Пишет Евсеев и Русь разбойную, Русь блатную. И ее чует настолько, что подчас вспоминается: “Если б не был я поэтом, то был бы разбойник и вор…” Евсеевские братки все с надрывом, истеринкой, достоевщинкой. “Я заставлю вас плакать, хорьки!”
“Было утро: с минутами шесть. С тех пор, как Гашка появилась в скалистом переулке, прошло двенадцать часов. Фаддей, растерзанный и неумытый, Фаддей, во все уже вникший и всему поверивший, услыхал, как за Альфонсидой и Альфонсиком слабо стукнула нижняя дверь. Ещё полчаса назад он плакал и выл, дал оплеуху Поль Сергеичу, выгнал насовсем Анфиску…
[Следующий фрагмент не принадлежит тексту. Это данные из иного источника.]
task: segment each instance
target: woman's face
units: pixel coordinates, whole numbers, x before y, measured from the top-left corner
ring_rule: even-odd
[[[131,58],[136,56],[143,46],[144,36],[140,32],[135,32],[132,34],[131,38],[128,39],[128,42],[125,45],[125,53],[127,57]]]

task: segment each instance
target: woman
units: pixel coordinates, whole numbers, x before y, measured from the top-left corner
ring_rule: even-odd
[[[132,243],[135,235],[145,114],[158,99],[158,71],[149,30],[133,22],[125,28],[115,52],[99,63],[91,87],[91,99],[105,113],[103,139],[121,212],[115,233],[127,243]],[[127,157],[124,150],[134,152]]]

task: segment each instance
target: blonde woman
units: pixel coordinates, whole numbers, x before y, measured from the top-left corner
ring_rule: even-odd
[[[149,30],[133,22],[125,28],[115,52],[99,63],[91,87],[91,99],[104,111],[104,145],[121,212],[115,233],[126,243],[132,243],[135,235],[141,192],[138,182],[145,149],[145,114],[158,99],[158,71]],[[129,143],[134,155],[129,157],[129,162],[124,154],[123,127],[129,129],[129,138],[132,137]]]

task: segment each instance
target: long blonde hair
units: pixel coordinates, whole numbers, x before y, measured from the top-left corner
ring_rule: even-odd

… Идти сам Фаддей не мог: у него, как у припадочного, дрожали ноги. Жжение и неслыханная, никогда раньше не испытанная им резь в паху чуть пригасли – но и только. До следующего приема противоядия (на службу в Уланский принесет балбес в куртке, принесет ли?) оставалось четыре часа. Как выдержать? Как?
– Все к чертям… Мошонка – в дырьях. Жизнь – под откос… Женщин – никаких… Девочек – ни одной! Почему? За что? – зубоскал, ощеул, забавник Фаддей сморщился от плача…”
Евсеев – мастер описывать Русь собачью, звериную. Это в нем еще от повести “Баран”, и новая книга утверждает мысль, что все мы одной крови. Пес Огонь думает у него, как человек, и этому веришь. Евсеев понимает этого Огня так, что закрадывается догадка: не иначе как в прежней жизни…
“Пес Огонь и впрямь чувствовал себя “огнем”. Он знал свою кличку, знал этот ключик, которым отпирали его нутро люди в далекой одомашненно-сторожевой жизни. Каким-то образом он понял и то, что именно кличка “Огонь” обозначает. Потому-то, наблюдая за прожженным грозой деревом либо за пылающим деревенским хлевом, пес от пламени не прятался, наоборот: сближался с ним, придвигался к нему тесней, плотней. Иногда пламя сжигало собачьи волоски на носу, чуть пушило и обугливало начесы долгой шерсти на скулах. Почуяв запах паленого, Огонь отступал, но отступал недалеко, неохотно…”
Поднимается, проникает Евсеев и в Русь небесную, где обитают не люди, а – души. Это его особое свойство, проявившееся и в романе “Отреченные гимны”, и в повестях, и в рассказах: различать за покровом тела душу. Дух захватывает, как описаны в “Отреченных гимнах” посмертные мытарства, – словно не описаны, а считаны откуда-то, сняты некими щупами, вибраторами. Вот и в новом сборнике астральная Русь зыбится, светится, мерцает.
Борис Евсеев пришел и продолжил то, что делали когда-то Ремизов, Замятин, Шмелев и другие русские писатели. И будто не было семидесятилетнего морока: снова заструился, затеплился свет подлинной русской прозы.